One advantage is that you can apply noise reduction filters, etc.

The quality loss depends on what you're using including the vcr.

The best device for the job would allow you to encode in a lossless format and have master copies you can then edit and make DVDs and youtube videos from.


----------



## lenaitch (Feb 10, 2014)

diyorpay said:


> Process takes time as tapes play at real time speed.


That's a good point. OP says they have "hundreds" of tapes. At 60 or 90 minutes each, it's going to take them a long time.


----------



## Bob Sanders (Nov 10, 2013)

The first thing to do is get it all on your hard drive with a video capture card. A simple usb capture card is like 20 bucks. Once it's on your computer, you have several options to output it to... dvd.... usb stick.... sd card....Youtube...

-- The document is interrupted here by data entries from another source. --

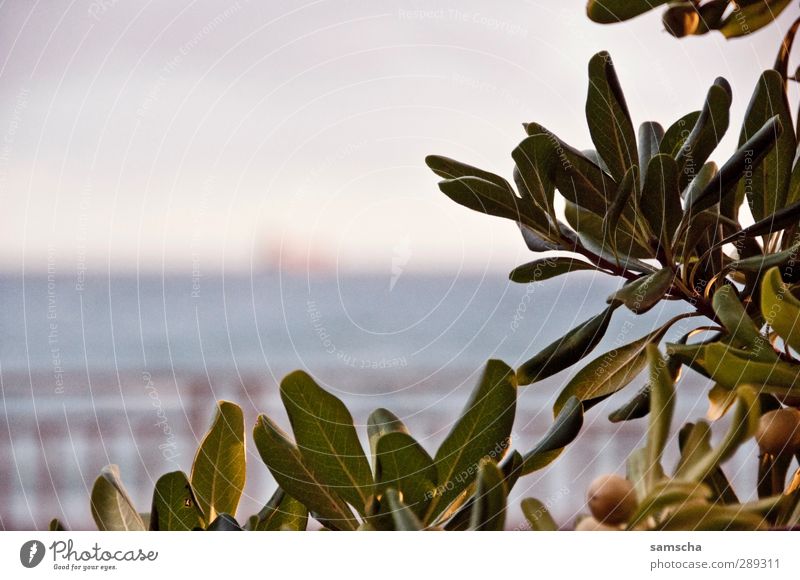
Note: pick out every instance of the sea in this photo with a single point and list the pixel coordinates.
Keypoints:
(125, 368)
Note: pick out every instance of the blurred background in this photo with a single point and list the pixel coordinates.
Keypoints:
(199, 197)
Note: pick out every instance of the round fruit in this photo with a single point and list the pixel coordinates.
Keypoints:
(589, 524)
(779, 432)
(611, 499)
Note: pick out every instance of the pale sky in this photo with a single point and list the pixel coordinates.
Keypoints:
(223, 134)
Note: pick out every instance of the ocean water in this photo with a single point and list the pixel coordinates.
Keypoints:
(125, 369)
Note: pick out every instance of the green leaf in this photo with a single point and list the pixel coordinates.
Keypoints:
(780, 308)
(645, 292)
(731, 367)
(487, 197)
(298, 480)
(662, 406)
(707, 132)
(751, 17)
(608, 117)
(661, 198)
(282, 512)
(610, 372)
(610, 11)
(218, 471)
(404, 465)
(451, 169)
(743, 331)
(327, 440)
(112, 508)
(538, 516)
(174, 504)
(482, 431)
(677, 133)
(224, 523)
(766, 188)
(744, 160)
(379, 423)
(651, 134)
(561, 433)
(404, 518)
(489, 506)
(758, 264)
(546, 268)
(743, 426)
(535, 158)
(567, 350)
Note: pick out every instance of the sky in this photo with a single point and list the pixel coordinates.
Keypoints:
(231, 136)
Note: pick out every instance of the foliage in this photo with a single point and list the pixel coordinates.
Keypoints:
(683, 18)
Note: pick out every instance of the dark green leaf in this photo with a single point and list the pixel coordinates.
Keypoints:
(610, 372)
(174, 505)
(780, 308)
(746, 159)
(766, 188)
(644, 292)
(404, 465)
(538, 515)
(112, 508)
(608, 117)
(483, 430)
(661, 198)
(288, 468)
(327, 440)
(706, 133)
(282, 512)
(404, 518)
(610, 11)
(566, 351)
(651, 135)
(218, 471)
(489, 506)
(561, 433)
(751, 17)
(677, 133)
(546, 268)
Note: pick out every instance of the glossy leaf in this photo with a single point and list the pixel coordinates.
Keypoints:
(537, 515)
(298, 480)
(745, 159)
(282, 513)
(767, 186)
(650, 136)
(608, 117)
(324, 432)
(609, 372)
(218, 472)
(489, 505)
(404, 519)
(546, 268)
(567, 350)
(780, 308)
(731, 367)
(610, 11)
(174, 504)
(483, 430)
(751, 17)
(404, 465)
(112, 508)
(645, 292)
(660, 202)
(561, 433)
(707, 132)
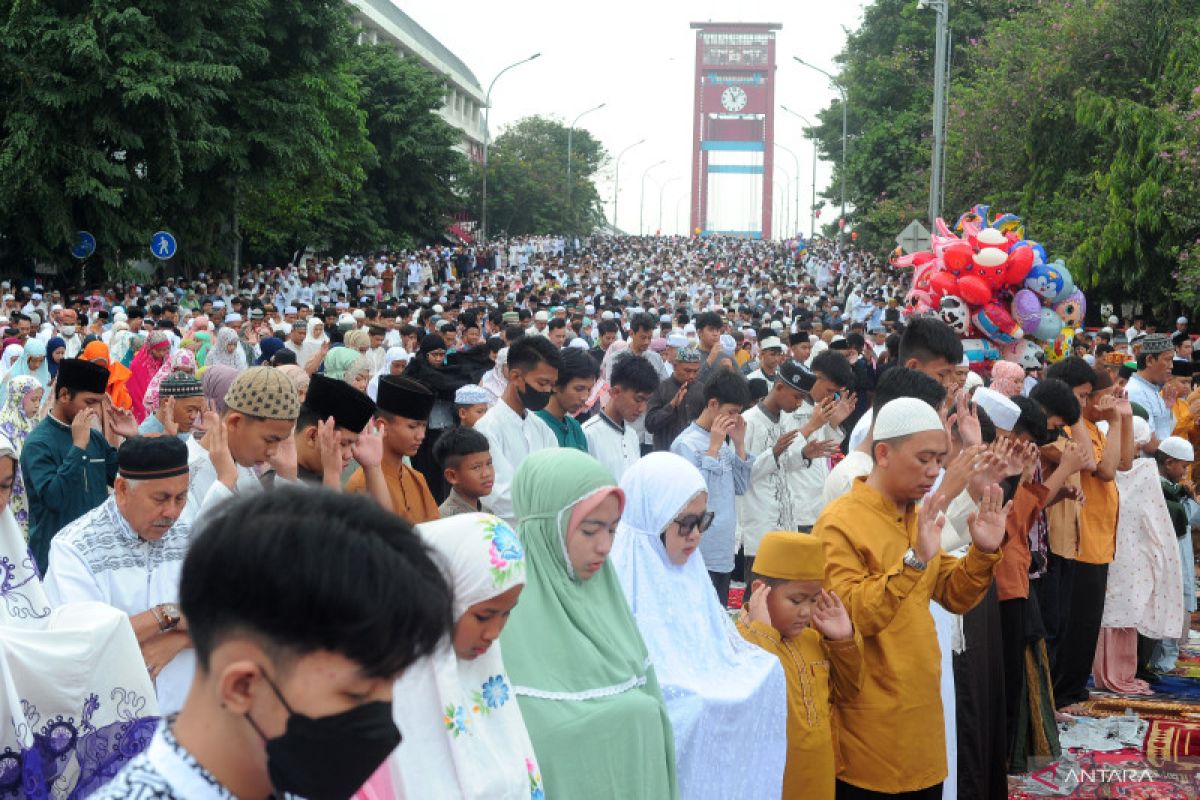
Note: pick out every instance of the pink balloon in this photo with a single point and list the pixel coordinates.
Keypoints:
(957, 257)
(1020, 262)
(943, 283)
(975, 289)
(1026, 308)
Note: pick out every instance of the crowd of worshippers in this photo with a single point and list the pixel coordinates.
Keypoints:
(922, 583)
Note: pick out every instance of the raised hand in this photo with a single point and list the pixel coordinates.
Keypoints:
(283, 459)
(784, 443)
(369, 449)
(987, 524)
(756, 611)
(930, 521)
(166, 415)
(823, 411)
(967, 419)
(216, 441)
(843, 409)
(120, 421)
(330, 447)
(960, 470)
(81, 428)
(831, 618)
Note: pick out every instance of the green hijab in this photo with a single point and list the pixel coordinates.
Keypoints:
(339, 360)
(575, 655)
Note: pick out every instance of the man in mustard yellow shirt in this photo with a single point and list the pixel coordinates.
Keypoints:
(885, 560)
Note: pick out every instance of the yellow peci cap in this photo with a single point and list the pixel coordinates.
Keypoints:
(790, 555)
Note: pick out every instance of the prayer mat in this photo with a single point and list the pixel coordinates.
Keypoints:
(1170, 740)
(1107, 707)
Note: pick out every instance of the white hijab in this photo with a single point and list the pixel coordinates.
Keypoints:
(463, 732)
(393, 355)
(312, 344)
(712, 679)
(496, 379)
(76, 661)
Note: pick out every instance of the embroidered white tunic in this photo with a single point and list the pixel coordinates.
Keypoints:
(100, 558)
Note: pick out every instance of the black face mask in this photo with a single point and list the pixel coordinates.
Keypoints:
(533, 400)
(301, 761)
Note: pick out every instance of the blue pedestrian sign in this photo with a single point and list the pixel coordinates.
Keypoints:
(84, 246)
(162, 245)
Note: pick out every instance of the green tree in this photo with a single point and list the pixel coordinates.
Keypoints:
(178, 114)
(415, 173)
(527, 180)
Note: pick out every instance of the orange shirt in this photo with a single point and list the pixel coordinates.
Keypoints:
(1098, 512)
(820, 673)
(1013, 571)
(411, 497)
(891, 738)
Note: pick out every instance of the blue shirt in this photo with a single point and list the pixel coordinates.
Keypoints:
(726, 476)
(1147, 395)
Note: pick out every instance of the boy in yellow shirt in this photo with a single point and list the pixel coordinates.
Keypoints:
(810, 632)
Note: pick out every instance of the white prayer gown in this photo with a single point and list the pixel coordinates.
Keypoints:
(714, 683)
(78, 701)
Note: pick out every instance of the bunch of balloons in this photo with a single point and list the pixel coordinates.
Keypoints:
(988, 277)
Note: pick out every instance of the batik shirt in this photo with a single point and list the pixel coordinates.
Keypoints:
(165, 771)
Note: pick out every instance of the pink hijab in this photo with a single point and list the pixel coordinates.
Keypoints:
(144, 367)
(183, 361)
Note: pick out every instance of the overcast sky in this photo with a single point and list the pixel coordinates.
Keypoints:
(639, 58)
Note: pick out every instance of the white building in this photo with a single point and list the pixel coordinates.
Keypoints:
(463, 107)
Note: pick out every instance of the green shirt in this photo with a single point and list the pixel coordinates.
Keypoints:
(569, 432)
(63, 482)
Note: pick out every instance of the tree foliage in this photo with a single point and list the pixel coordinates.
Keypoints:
(527, 180)
(1080, 116)
(210, 120)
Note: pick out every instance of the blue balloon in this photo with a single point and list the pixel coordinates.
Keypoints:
(1047, 281)
(1068, 283)
(1049, 325)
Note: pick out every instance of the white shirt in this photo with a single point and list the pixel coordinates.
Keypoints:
(205, 492)
(511, 438)
(617, 446)
(100, 558)
(1145, 394)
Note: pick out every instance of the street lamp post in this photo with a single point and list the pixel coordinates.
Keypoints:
(641, 208)
(813, 206)
(616, 181)
(570, 133)
(785, 193)
(845, 107)
(940, 80)
(796, 194)
(487, 139)
(661, 190)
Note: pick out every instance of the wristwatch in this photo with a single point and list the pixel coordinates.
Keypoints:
(168, 615)
(911, 559)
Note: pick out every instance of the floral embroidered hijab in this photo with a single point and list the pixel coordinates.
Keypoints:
(463, 732)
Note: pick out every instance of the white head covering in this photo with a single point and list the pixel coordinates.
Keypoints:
(712, 679)
(1002, 411)
(463, 732)
(57, 660)
(905, 416)
(496, 379)
(393, 355)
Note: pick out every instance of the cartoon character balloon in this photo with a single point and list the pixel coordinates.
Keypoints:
(1026, 308)
(996, 324)
(1072, 308)
(955, 313)
(1045, 281)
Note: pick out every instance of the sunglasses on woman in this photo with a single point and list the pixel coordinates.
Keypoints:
(699, 523)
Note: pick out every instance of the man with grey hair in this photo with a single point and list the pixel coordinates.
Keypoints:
(129, 552)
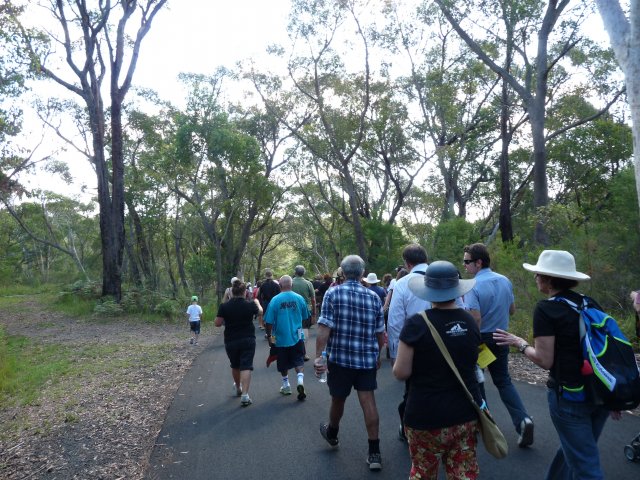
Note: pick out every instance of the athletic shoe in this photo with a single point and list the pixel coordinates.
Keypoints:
(301, 393)
(271, 358)
(526, 433)
(324, 428)
(285, 390)
(401, 435)
(375, 461)
(237, 390)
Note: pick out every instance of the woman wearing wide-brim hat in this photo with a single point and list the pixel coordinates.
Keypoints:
(440, 422)
(557, 348)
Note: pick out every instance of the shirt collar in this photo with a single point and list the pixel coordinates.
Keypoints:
(484, 271)
(421, 267)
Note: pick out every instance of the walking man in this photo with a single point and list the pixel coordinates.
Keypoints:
(304, 287)
(491, 302)
(351, 331)
(268, 290)
(405, 304)
(284, 320)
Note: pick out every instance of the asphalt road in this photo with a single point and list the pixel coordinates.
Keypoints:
(207, 435)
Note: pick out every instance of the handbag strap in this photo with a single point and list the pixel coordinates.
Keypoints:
(447, 356)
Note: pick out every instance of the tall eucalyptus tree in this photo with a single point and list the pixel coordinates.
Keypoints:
(97, 46)
(624, 33)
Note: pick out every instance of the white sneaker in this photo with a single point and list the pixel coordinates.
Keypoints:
(237, 390)
(526, 433)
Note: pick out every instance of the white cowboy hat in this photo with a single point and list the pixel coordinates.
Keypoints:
(440, 283)
(371, 279)
(556, 263)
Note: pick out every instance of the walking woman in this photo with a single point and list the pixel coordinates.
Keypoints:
(556, 347)
(240, 337)
(440, 421)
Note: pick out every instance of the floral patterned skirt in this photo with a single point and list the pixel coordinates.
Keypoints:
(455, 446)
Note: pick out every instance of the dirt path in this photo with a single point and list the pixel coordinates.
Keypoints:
(100, 421)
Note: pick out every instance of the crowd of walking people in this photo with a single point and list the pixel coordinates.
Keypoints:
(358, 316)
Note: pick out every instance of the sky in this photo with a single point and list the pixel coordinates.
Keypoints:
(187, 36)
(196, 36)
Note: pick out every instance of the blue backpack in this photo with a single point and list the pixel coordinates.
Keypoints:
(609, 361)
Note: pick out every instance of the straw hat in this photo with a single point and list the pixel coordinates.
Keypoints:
(556, 263)
(371, 279)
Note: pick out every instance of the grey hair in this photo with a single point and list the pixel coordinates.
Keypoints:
(285, 282)
(352, 267)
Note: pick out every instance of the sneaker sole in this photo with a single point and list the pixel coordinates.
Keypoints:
(301, 393)
(334, 442)
(526, 436)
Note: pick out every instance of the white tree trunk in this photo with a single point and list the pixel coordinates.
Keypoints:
(624, 34)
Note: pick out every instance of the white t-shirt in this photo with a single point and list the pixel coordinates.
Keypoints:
(195, 312)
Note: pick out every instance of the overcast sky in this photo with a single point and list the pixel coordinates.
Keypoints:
(199, 35)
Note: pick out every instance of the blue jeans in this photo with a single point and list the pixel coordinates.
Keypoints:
(579, 425)
(499, 370)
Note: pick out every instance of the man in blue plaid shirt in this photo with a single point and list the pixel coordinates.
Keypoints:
(351, 331)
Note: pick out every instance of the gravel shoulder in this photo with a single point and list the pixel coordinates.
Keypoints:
(102, 422)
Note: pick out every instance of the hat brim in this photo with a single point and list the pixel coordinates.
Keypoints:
(420, 290)
(575, 275)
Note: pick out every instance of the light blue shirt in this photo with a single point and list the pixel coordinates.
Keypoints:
(285, 313)
(403, 305)
(492, 296)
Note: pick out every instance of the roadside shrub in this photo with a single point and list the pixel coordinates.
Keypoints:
(168, 308)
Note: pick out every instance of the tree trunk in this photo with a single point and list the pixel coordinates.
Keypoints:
(540, 191)
(506, 227)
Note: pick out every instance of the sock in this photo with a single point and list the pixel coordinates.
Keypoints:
(374, 446)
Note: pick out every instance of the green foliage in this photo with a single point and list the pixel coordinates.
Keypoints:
(168, 309)
(449, 238)
(201, 271)
(108, 307)
(385, 246)
(25, 367)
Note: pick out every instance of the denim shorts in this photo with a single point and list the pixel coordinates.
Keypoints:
(290, 357)
(342, 379)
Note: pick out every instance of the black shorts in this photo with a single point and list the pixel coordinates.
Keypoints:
(341, 379)
(290, 357)
(241, 353)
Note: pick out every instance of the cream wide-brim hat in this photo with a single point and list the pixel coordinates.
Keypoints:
(556, 263)
(371, 278)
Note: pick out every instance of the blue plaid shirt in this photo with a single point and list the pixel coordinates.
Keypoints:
(354, 315)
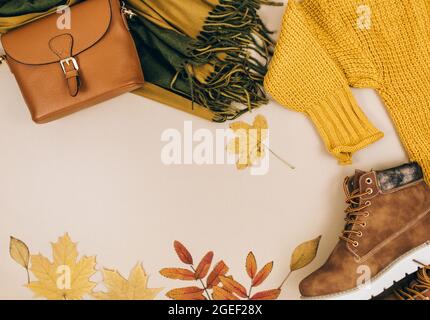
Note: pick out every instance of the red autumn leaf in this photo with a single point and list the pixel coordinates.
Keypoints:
(233, 286)
(189, 293)
(267, 295)
(204, 266)
(183, 254)
(220, 269)
(178, 274)
(251, 265)
(222, 294)
(262, 274)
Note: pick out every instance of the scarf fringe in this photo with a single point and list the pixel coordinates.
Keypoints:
(238, 45)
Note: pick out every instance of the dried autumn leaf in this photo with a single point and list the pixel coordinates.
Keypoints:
(304, 254)
(189, 293)
(183, 254)
(19, 252)
(251, 265)
(178, 274)
(119, 288)
(233, 286)
(65, 278)
(213, 280)
(262, 274)
(222, 294)
(267, 295)
(204, 266)
(249, 143)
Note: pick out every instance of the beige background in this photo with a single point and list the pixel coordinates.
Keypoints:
(98, 175)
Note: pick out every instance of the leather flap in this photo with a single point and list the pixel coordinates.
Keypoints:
(30, 44)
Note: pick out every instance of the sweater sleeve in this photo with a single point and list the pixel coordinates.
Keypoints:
(303, 76)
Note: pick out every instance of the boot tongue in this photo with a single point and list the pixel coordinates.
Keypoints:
(354, 181)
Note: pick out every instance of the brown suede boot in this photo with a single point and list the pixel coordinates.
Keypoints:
(387, 227)
(413, 287)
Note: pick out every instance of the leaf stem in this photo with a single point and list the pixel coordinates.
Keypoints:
(28, 275)
(279, 157)
(201, 281)
(285, 280)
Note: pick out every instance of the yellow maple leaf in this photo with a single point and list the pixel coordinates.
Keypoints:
(249, 141)
(65, 278)
(119, 288)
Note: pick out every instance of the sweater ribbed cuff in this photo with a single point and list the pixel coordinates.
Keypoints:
(343, 126)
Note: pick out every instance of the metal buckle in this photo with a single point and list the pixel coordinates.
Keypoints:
(68, 61)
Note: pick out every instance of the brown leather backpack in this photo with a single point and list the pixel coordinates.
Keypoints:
(62, 71)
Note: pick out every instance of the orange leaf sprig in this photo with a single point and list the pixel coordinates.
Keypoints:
(218, 285)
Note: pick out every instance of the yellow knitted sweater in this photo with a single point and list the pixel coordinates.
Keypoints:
(326, 46)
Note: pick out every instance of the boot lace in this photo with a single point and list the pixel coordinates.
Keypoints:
(418, 288)
(354, 214)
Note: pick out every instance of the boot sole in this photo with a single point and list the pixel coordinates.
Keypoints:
(396, 271)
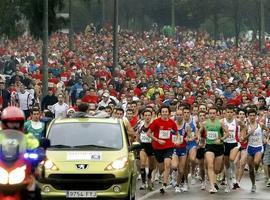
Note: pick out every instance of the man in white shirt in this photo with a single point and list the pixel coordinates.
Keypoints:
(24, 100)
(60, 108)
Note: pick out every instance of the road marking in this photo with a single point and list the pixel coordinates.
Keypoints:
(152, 193)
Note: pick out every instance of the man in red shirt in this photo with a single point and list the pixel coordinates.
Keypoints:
(163, 129)
(90, 96)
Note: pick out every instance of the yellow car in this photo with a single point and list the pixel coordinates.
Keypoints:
(88, 158)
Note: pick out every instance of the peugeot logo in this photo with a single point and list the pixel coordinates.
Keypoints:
(81, 166)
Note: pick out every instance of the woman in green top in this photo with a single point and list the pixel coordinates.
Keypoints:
(35, 126)
(215, 132)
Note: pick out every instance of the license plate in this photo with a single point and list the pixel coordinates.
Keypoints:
(81, 194)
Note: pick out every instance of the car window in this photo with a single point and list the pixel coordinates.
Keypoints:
(86, 134)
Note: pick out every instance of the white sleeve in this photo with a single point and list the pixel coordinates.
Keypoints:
(53, 108)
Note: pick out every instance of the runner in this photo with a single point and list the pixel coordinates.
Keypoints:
(255, 145)
(180, 153)
(216, 132)
(201, 148)
(241, 159)
(147, 153)
(190, 129)
(231, 146)
(163, 129)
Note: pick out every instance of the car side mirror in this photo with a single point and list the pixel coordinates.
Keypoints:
(45, 143)
(135, 146)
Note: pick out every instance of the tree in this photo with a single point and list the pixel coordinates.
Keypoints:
(9, 19)
(33, 10)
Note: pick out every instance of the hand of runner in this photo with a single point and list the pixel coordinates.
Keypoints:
(162, 142)
(218, 141)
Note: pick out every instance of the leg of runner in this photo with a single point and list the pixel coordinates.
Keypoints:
(192, 163)
(230, 167)
(254, 163)
(218, 167)
(143, 159)
(175, 163)
(201, 163)
(210, 159)
(151, 165)
(241, 167)
(181, 171)
(167, 169)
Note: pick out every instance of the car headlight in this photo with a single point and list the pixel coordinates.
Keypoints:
(49, 165)
(32, 156)
(3, 176)
(17, 175)
(120, 163)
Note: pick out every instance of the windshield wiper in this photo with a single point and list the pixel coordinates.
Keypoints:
(93, 146)
(60, 146)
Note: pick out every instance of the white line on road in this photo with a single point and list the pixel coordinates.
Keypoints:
(152, 193)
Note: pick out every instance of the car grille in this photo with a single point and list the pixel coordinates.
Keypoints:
(82, 181)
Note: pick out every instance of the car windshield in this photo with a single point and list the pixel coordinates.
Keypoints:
(86, 135)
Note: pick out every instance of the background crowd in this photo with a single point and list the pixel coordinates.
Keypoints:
(153, 70)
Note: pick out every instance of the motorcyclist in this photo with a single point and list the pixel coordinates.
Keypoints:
(13, 118)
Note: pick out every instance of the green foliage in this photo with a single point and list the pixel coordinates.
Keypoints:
(168, 31)
(9, 18)
(14, 11)
(33, 10)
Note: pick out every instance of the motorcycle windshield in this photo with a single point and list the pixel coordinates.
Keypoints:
(12, 144)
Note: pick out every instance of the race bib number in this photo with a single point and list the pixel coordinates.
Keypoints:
(255, 140)
(212, 135)
(144, 138)
(164, 134)
(177, 140)
(231, 137)
(63, 78)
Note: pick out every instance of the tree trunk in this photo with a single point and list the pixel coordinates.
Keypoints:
(45, 49)
(236, 22)
(173, 13)
(70, 35)
(261, 28)
(115, 35)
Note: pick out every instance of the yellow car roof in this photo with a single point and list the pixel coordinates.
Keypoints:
(86, 120)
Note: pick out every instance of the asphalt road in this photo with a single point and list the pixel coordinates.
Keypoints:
(262, 193)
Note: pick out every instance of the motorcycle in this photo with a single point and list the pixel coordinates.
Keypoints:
(17, 166)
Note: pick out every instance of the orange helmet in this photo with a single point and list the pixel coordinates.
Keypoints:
(12, 118)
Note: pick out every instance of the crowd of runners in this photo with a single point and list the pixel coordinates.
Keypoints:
(195, 104)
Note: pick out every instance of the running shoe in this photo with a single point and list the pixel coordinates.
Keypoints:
(213, 190)
(253, 188)
(178, 189)
(143, 186)
(235, 186)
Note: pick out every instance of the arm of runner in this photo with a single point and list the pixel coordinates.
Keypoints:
(149, 134)
(225, 131)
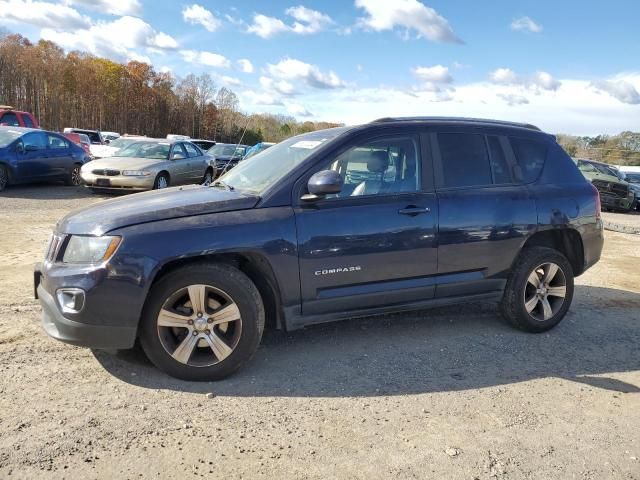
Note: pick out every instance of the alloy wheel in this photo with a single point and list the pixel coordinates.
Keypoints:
(76, 179)
(545, 291)
(199, 325)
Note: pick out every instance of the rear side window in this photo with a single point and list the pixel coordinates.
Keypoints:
(10, 119)
(465, 161)
(499, 163)
(27, 120)
(530, 155)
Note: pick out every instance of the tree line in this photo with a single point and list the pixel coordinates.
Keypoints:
(622, 149)
(80, 90)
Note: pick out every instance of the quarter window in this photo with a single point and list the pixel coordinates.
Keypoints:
(499, 164)
(380, 167)
(191, 150)
(530, 155)
(465, 162)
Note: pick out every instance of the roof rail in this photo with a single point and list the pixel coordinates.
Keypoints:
(457, 119)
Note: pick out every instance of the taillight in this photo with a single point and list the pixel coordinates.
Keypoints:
(598, 204)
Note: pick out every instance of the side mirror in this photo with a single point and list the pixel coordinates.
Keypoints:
(325, 182)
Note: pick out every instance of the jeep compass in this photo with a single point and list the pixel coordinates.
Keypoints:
(399, 214)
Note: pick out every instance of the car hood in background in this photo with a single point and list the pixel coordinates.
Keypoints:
(125, 163)
(165, 204)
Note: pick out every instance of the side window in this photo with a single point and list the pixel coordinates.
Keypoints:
(35, 141)
(27, 120)
(178, 152)
(10, 119)
(465, 162)
(192, 151)
(383, 166)
(499, 164)
(56, 142)
(530, 155)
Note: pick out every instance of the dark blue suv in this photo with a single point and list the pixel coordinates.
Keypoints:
(33, 155)
(395, 215)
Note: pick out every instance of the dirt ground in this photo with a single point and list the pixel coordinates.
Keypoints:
(447, 393)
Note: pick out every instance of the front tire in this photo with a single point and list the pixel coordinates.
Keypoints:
(202, 322)
(539, 290)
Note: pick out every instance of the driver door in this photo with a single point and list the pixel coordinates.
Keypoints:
(373, 244)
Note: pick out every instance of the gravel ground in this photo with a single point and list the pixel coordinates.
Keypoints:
(446, 393)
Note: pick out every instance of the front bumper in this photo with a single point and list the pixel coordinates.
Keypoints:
(119, 182)
(57, 326)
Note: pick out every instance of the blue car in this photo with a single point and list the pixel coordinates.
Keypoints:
(33, 155)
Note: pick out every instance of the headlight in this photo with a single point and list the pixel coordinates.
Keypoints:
(81, 249)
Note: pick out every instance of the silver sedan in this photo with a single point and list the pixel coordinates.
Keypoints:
(150, 164)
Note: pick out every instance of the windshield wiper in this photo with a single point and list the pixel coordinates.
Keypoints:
(220, 183)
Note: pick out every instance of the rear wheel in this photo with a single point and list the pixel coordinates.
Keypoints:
(202, 322)
(162, 181)
(4, 177)
(539, 290)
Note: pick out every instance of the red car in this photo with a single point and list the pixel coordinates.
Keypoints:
(14, 118)
(80, 139)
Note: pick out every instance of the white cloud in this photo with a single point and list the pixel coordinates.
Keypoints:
(230, 81)
(525, 24)
(245, 65)
(298, 110)
(267, 27)
(538, 81)
(43, 14)
(622, 90)
(307, 22)
(282, 87)
(209, 59)
(434, 74)
(292, 69)
(117, 39)
(198, 15)
(513, 99)
(409, 15)
(113, 7)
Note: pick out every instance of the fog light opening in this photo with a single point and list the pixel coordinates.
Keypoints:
(71, 300)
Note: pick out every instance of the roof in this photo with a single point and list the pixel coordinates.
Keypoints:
(475, 121)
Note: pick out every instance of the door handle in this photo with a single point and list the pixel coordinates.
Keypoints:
(413, 210)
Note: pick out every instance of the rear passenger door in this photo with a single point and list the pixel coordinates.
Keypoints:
(485, 211)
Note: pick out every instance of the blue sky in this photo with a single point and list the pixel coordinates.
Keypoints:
(568, 66)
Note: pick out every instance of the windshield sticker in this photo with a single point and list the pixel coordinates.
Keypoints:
(308, 144)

You do have to do it in real time so the more computers and capture cards you involve, the less time it will take.

usb capture card:


Amazon.ca


----------



## bob22 (May 28, 2008)

I did one tape some months ago. Freeware was a bit buggy and I’ll have to get myself motivated to do another. Mostly trying to archive my kids school sports on tape.


----------



## de-nagorg (Feb 23, 2014)

Thisiseasy said:


> Does anyone know of a way to convert VHS tapes to something modern? I have hundreds of VHS tapes recorded at my church and people have started asking for copies of the footage at events (weddings, funerals, etc). I have a VCR so I can watch them but wondered if there's any easy way to either copy them to DVD or make a file I can upload to YouTube and share a link.



Is there a college campus close by, that has a film maker class?

There would be a perfect opportunity for students to get hands-on experience copying, editing, and re-mastering these for the cost of supplies.


ED


----------



## AllanJ (Nov 24, 2007)

Theoretically a video capture card that can record an analog TV show or record from an analog video camera can also record from a VCR i.e. copy the tape program of the same format as in NTSC or PAL. Inability to do that would be due to copy protection or poor quality of the video signal or poor quality of the capture card, not incompatibility with VCRs..


----------